Ph.D. Physical Chemistry 2014
California Institute of Technology
M.S. Physical Chemistry 2011
Emory University
B.S. Chemistry 2009
University of Illinois at Urbana-Champaign
Ph.D. Physical Chemistry 2014
California Institute of Technology
M.S. Physical Chemistry 2011
Emory University
B.S. Chemistry 2009
University of Illinois at Urbana-Champaign
NASA missions have found some of the most chemically diverse organic materials ever detected in astronomical environments yet there is no agreed upon chemical pathway as to their formation. We know from meteorites and, more recently, cometary samples returned by the STARDUST mission that amino acids, the building blocks of life as we understand it, are present in extraterrestrial sources (Elsila et al. 2009). In the last decade, complex gas-grain chemical models have become widely used tools in the attempt to understand the chemical pathways that can result in the species observed and their abundances in interstellar environments. A key goal of these models is to attempt to predict the most likely chemical pathways for the formation of life-essential molecules, such as amino acids. While such methods are valuable, they suffer both from a lack of laboratory data and a lack of observational data with which to constrain them. Thus, laboratory studies and observational follow-ups are vital.
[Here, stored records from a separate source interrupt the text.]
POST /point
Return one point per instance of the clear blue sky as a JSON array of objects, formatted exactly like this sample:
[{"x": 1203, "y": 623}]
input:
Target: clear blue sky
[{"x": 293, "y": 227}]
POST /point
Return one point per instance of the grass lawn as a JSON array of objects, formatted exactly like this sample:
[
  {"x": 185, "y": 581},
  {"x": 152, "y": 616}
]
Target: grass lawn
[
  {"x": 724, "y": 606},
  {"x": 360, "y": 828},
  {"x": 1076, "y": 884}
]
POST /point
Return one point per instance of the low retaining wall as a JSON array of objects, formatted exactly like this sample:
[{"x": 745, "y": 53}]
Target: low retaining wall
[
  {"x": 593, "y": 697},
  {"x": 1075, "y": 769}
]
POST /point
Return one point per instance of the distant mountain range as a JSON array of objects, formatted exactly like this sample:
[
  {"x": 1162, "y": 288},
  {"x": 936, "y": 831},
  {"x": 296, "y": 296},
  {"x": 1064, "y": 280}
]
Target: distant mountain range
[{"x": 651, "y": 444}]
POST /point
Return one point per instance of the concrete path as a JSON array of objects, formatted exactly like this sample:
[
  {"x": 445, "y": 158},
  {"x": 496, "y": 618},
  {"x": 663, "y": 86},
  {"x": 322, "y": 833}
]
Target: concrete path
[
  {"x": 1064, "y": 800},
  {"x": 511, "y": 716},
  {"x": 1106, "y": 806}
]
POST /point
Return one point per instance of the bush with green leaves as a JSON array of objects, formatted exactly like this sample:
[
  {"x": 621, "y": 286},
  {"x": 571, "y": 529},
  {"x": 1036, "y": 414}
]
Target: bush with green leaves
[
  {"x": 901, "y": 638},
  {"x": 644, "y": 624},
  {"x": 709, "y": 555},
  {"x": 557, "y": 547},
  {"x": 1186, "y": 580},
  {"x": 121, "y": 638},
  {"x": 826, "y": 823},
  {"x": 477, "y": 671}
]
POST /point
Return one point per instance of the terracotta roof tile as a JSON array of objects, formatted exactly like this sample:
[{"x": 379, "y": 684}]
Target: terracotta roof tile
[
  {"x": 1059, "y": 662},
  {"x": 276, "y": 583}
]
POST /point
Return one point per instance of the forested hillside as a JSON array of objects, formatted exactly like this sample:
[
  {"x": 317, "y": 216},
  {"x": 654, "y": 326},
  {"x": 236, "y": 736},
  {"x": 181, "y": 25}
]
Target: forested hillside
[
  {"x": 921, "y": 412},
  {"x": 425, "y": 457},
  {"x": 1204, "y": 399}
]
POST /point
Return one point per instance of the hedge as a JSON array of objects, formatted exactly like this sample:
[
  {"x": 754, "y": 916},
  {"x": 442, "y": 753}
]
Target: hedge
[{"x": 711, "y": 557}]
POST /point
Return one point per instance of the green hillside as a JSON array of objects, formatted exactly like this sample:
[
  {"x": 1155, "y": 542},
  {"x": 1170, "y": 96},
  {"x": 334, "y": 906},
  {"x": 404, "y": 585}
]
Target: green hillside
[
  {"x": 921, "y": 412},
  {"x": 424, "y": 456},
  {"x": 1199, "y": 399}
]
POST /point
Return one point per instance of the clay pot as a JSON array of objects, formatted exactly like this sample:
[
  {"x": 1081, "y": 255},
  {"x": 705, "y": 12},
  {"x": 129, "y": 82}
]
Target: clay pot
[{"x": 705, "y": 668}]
In the laboratory, I have recently constructed a spectrometer to measure the far-infrared (THz) absorption spectra of interstellar ice analogs. Such ices may be the dominant source of complex molecule formation in the ISM, and yet their compositions are largely unknown due to the difficulty of characterizing them using known infrared spectra. The THz region of the spectrum, which overlaps well with the new SOFIA observatory’s capabilities, provides the opportunity for unambiguous observation and characterization of these ices once laboratory data are known. We have recently produced the first results from this instrument by recording the THz spectra of water ice, the most abundant interstellar ice species, and are in the process of expanding to mixtures of ices which include simple species such as CO and CO2, as well as more complex species such as methanol and methyl formate.
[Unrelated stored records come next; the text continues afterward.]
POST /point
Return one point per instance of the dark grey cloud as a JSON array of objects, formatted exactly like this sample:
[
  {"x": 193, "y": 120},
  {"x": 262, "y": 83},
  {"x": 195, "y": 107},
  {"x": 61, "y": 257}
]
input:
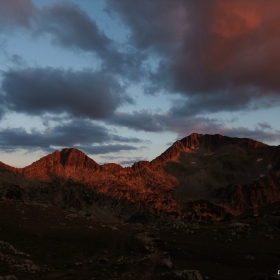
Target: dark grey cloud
[
  {"x": 123, "y": 160},
  {"x": 222, "y": 52},
  {"x": 142, "y": 120},
  {"x": 76, "y": 133},
  {"x": 184, "y": 126},
  {"x": 70, "y": 26},
  {"x": 35, "y": 91},
  {"x": 130, "y": 161},
  {"x": 265, "y": 125},
  {"x": 105, "y": 149}
]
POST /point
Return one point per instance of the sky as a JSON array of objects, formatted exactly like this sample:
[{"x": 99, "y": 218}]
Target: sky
[{"x": 122, "y": 80}]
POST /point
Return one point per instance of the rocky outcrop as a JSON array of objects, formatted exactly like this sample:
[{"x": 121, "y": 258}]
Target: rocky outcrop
[
  {"x": 262, "y": 191},
  {"x": 220, "y": 170}
]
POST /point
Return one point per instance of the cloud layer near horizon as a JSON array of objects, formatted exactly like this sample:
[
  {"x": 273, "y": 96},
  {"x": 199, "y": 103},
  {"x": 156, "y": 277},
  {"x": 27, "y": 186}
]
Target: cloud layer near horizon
[{"x": 218, "y": 56}]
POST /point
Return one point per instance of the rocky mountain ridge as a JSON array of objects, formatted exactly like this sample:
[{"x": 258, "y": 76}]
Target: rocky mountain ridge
[{"x": 231, "y": 174}]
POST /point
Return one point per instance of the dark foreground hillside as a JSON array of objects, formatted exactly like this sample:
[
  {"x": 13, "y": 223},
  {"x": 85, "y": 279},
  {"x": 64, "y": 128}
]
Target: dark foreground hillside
[{"x": 47, "y": 242}]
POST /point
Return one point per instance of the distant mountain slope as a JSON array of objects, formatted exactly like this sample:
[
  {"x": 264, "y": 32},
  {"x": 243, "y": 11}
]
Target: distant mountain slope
[{"x": 233, "y": 173}]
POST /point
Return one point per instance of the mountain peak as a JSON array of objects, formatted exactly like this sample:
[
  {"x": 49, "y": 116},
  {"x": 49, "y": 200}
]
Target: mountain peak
[{"x": 64, "y": 163}]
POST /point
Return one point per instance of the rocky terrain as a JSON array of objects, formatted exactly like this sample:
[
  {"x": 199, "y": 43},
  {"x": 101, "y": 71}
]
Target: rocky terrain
[{"x": 201, "y": 192}]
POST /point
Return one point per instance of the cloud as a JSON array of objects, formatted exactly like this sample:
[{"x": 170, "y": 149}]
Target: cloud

I am also a member of a team of astronomers working to expand our knowledge of the gas-phase chemical inventories in the ISM through the Prebiotic Molecular Survey of the Sgr B2(N) star-forming region. As a result, I have published the first detection of carbodiimide (HNCNH) in space, which was observed through masing transitions, and am actively involved in the analysis of a number of other new molecular species. Through observational programs such as this, which rely heavily on complimentary laboratory efforts, I hope to shed light on the processes which can give rise to species such as glycine in the ISM.